Susan Parker helps Sisters youth aspire to more. photo provided
Susan Parker helps Sisters youth aspire to more. photo provided
When Susan Parker moved to Sisters from the Bay Area with her husband Brian Farrow eight years ago, after a 37-year career working as a vice president and buyer for Macy’s, she wanted to stay active in a meaningful way and become part of the small-town community. A friend at Black Butte Ranch mentioned the ASPIRE program at Sisters High School, which provides mentors to support students in navigating their post high school plans. Parker felt an immediate sense of excitement to get involved. 

“I spent most of my career in management and our business philosophy emphasized the need to ‘grow’ people, so the idea of working with young adults to plan their futures felt perfectly natural to me,” she said. 
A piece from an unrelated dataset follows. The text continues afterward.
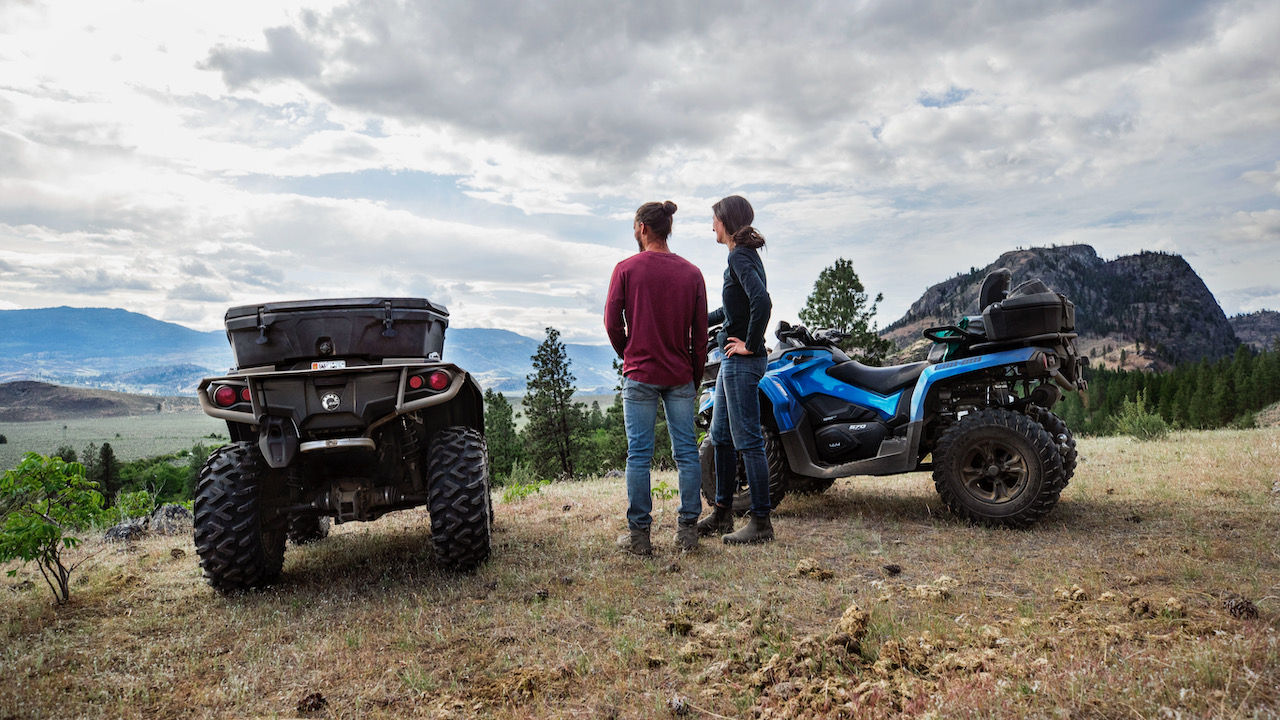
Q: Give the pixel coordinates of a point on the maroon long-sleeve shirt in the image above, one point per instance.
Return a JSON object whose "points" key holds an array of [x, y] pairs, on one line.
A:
{"points": [[656, 317]]}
“I love working with students and helping them put together the puzzle pieces for a game plan, which includes running through all sorts of questions with them about their interests, where they want to live, what size of school they are comfortable with, and things like that,” she said. 

Parker, a native of Pendleton, takes on five juniors and five seniors each year, which keeps her plenty busy, but she says it is very gratifying.

“Over time you can really develop a relationship with these students,” she said. “They invite me to come to their games and to other events at the school and introduce me to their parents, so it’s helped me to get to know people in the community.”

About four years ago a member of the Graduate Resource Organization (GRO), which administers and manages local scholarships for Sisters High School graduates, approached Parker about becoming a board member. Parker’s work with ASPIRE had given her a strong sense of the generosity of the local community, along with a keen understanding of how important it was to help students find ways to finance their future educational plans. 

“I am still blown away that a community the size of Sisters now has over 70 different donors to the GRO scholarship program,” she said. 

Parker can be credited with recent growth in the program as the leader in donor development. GRO added a dozen new scholarships in the past year thanks in large part to Parker’s work. 

Parker knows that helping students with applications for college and other programs, as well as the GRO scholarships, takes a burden off of parents.

“Parents are busy and want the best for their kids, so they are very grateful for the help the ASPIRE mentors can offer,” she said. 

Parker encourages adults with time to help to get involved with ASPIRE.

“We can always use more mentors and the work is gratifying on many levels,” she said.